Closure of context-free languages under regular quotient

Question

Knowing that $C$ is a context-free language and $R$ is a regular language, how to prove that $C / R = \{w| \exists x \in R: wx \in C\}$ is also a context-free language?

Answer 1

Let me prove the following more general statement:

Every full trio is closed under right quotient by a regular language.

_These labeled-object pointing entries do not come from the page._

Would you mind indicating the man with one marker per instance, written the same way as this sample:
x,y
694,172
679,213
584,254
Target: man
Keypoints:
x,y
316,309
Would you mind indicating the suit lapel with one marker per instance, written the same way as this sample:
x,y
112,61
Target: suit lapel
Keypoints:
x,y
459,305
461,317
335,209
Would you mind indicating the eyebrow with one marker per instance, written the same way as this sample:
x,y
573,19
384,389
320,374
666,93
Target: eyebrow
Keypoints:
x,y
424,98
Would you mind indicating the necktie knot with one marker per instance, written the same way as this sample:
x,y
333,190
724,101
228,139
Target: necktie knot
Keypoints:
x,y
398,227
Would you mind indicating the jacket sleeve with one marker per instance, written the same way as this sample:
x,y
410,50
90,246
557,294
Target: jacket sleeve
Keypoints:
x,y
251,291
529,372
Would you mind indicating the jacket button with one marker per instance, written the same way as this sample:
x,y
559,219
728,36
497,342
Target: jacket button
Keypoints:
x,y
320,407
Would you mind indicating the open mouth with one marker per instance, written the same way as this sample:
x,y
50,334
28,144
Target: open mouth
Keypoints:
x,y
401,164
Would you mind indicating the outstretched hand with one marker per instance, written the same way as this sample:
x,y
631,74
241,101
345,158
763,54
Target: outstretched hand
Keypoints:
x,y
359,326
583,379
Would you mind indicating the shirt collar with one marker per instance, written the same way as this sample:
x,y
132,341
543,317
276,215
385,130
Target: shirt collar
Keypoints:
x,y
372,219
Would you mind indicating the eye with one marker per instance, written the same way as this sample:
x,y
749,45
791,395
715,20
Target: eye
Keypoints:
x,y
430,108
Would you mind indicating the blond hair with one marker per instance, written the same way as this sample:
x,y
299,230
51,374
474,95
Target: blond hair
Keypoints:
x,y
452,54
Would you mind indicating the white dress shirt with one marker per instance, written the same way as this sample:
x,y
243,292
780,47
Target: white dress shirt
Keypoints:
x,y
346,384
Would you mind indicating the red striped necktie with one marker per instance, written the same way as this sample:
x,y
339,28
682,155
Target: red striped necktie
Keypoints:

Let $\mathcal{L}$ be the full trio, let $L \in \mathcal{L}$ be a language over $\Sigma$, and let $R$ be a regular language over $\Sigma$. Let $\Sigma' = \{ \sigma' : \sigma \in \Sigma \}$. Define the homomorphism $h\colon \Sigma \cup \Sigma' \to \Sigma$ by $h(\sigma) = h(\sigma') = \sigma$, and define the homomorphism $k\colon \Sigma \cup \Sigma' \to \Sigma$ by $k(\sigma') = \sigma$, $k(\sigma) = \epsilon$. Then $$ L/R = k(h^{-1}(L) \cap \Sigma^{\prime *} R). $$

Answer 2

There is a simple proof uses PDAs. Start with a PDA for $C$. Add an $\epsilon$ transition to a copy of the PDA, multiplied by an NFA for $R$. Instead of reading characters from the input, this part guesses them and advances the NFA. The new machine accepts if both the PDA and the NFA accept. Details left to you.